Changing the habits of a lifetime had taken another six months, but in doing so he discovered what he wanted out of life. He wanted family—kids, a big dog, and someone comfortable to wake up with. He wanted holidays and fights over the Sunday paper. He was thirty-three years old and ready to settle down.

Which was why he had no business falling in lust with one of his work-obsessed students.

Sam grabbed the boots from the floor and cursed his luck and Clare McGuire. They amounted to the same thing. Clare wasn’t the type to fight over the Sunday funnies. Probably didn’t read the comics. Probably didn’t even talk at the breakfast table. Everything about her was wrong for a man looking for a family.

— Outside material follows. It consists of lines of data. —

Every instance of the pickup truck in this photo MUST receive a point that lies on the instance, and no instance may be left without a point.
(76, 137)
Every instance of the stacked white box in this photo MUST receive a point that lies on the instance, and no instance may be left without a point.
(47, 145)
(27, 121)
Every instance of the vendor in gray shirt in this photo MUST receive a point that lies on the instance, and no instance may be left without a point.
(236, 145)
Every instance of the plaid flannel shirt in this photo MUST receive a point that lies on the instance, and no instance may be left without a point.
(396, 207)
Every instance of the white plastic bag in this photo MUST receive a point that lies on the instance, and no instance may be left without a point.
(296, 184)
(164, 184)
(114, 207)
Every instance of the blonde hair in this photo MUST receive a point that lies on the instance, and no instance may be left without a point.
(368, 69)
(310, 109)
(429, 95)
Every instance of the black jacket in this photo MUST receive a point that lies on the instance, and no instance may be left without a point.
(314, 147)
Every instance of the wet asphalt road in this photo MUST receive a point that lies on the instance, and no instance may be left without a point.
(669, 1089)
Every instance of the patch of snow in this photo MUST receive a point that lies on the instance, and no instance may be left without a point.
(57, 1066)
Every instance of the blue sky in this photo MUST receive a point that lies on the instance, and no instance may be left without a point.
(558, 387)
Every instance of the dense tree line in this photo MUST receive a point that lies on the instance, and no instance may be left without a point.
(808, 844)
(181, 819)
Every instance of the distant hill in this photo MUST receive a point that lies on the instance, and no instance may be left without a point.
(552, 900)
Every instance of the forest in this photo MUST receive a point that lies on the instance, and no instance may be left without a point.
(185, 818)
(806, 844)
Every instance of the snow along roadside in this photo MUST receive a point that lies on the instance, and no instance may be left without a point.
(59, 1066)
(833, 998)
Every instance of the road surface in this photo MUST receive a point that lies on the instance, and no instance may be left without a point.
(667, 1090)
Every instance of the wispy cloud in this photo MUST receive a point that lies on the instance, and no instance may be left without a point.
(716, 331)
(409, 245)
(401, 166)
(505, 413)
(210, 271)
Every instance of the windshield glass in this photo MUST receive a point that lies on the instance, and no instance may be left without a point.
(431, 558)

Then why does she get to you?

“Hell if I know,” Sam answered himself, and strode purposefully out of the house. The large oval of etched glass rattled in the front door as he slammed it behind him.

Sam didn’t feel the smallest twinge of guilt, but he was certain the game of hide-and-seek Clare had been playing was about to end. For three days he had tried to
get her on the phone. If he called her at home, the machine answered. If he called her at work, her male secretary, Joshua, answered, made an excuse, and took a message that went straight into the garbage can. However, today’s message couldn’t be crumpled and tossed.